Re: debian/testing repo question
- Date: Tue, 10 Jul 2018 11:15:25 -0400
- From: Roberto C. Sánchez <roberto@xxxxxxxxxx>
- Subject: Re: debian/testing repo question
On Tue, Jul 10, 2018 at 10:27:19AM -0400, The Wanderer wrote:
> (I'm really surprised to see someone with an @debian.org address
> advising people to run unstable for any other reason than helping with
> developing Debian.
I say that because testing gets "stuck" in various ways. In particular,
library transitions can result in the removal of many packages from
testing because of delays in updating them.
> Cherry-picking a single package from unstable for
> new-version reasons may be one thing, but tracking unstable on a
> production system is dangerous and inadvisable,
Using anything other than stable on a production system is rather high
risk. Testing gets no security support. Suppose that a package you are
using has a new upsrteam release come out to fix security issues. The
security team will backport those fixes to stable. The maintainer will
usually upload a new version to unstable.
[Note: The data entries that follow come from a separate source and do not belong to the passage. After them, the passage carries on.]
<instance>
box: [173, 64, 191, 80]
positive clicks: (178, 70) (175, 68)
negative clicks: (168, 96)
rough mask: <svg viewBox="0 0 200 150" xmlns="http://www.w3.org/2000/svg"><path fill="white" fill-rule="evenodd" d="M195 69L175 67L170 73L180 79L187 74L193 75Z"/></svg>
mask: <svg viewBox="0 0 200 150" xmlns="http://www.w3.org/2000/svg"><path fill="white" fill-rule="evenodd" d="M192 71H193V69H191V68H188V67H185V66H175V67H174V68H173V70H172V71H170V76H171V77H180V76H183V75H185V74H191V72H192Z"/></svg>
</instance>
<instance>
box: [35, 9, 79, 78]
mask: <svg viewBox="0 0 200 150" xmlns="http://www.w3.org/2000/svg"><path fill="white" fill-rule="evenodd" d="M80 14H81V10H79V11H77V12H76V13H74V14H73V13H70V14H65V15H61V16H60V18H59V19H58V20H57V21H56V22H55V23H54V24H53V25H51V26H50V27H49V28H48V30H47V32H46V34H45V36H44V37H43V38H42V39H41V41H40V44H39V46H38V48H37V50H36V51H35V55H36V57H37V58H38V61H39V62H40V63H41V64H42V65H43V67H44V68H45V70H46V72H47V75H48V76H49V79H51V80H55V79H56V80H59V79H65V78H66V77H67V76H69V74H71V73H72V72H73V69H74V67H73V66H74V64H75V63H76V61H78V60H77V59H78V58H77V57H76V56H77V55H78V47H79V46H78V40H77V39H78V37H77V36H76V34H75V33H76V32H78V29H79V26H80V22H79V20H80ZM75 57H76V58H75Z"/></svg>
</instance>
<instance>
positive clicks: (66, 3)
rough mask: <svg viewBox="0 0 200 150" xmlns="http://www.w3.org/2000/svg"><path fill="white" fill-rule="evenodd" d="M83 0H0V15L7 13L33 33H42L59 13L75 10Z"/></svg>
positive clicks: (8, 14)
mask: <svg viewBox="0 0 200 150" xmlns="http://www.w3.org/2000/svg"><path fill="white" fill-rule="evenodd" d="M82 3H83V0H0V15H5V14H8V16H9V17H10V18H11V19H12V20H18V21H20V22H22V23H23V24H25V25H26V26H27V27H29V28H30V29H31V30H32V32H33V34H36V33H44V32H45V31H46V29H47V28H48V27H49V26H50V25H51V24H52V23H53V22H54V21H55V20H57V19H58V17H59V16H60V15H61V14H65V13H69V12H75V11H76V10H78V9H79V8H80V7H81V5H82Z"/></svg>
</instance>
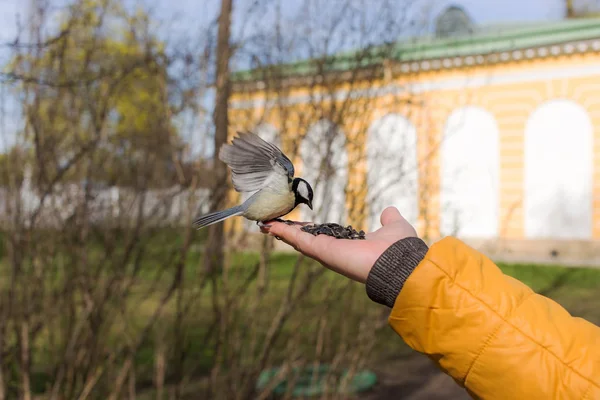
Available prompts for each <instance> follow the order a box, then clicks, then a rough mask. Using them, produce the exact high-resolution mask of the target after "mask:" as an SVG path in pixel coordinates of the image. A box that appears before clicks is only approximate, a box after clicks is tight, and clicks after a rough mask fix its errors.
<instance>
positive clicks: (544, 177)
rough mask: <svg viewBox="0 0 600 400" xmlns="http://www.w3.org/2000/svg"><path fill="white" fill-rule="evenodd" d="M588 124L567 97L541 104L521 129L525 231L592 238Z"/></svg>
mask: <svg viewBox="0 0 600 400" xmlns="http://www.w3.org/2000/svg"><path fill="white" fill-rule="evenodd" d="M592 146H593V127H592V123H591V121H590V118H589V116H588V114H587V112H586V110H585V109H584V108H583V107H581V106H580V105H579V104H577V103H574V102H572V101H570V100H559V99H557V100H552V101H549V102H546V103H544V104H542V105H541V106H540V107H538V108H537V109H536V110H535V111H534V112H533V113H532V114H531V116H530V117H529V120H528V121H527V126H526V128H525V176H524V181H525V182H524V184H525V199H524V211H525V235H526V236H527V237H528V238H549V239H590V238H591V237H592V185H593V175H592V172H593V171H592V170H593V165H592V160H593V148H592Z"/></svg>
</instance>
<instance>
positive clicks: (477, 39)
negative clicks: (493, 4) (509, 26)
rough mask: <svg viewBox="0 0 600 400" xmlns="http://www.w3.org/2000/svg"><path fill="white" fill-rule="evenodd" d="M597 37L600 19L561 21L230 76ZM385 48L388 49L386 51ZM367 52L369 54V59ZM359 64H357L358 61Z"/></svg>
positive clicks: (382, 49) (451, 52)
There are instances where
that new version also introduces new bugs and is prevented from
migrating to testing. So now you have a package with potentially severe
security vulnerabilities that you cannot update from Debian sources.
That sounds like a real problem to me. Of course, there is no guarantee
that unstable will get the latest security-fixed version in a timely
> and I've gotten multiple
> machines into unsupportable configurations that way. I've also seen it
> stated repeatedly on debian-devel that people not interested in helping
> develop / improve Debian should not run sid.)
That is true of both testing and unstable. Counterintuitively, unstable
tends to stay broken for shorter periods than testing. So, for users
who are not willing or able to deal with lengthy delays in problems
being fixed, testing is a bad choice.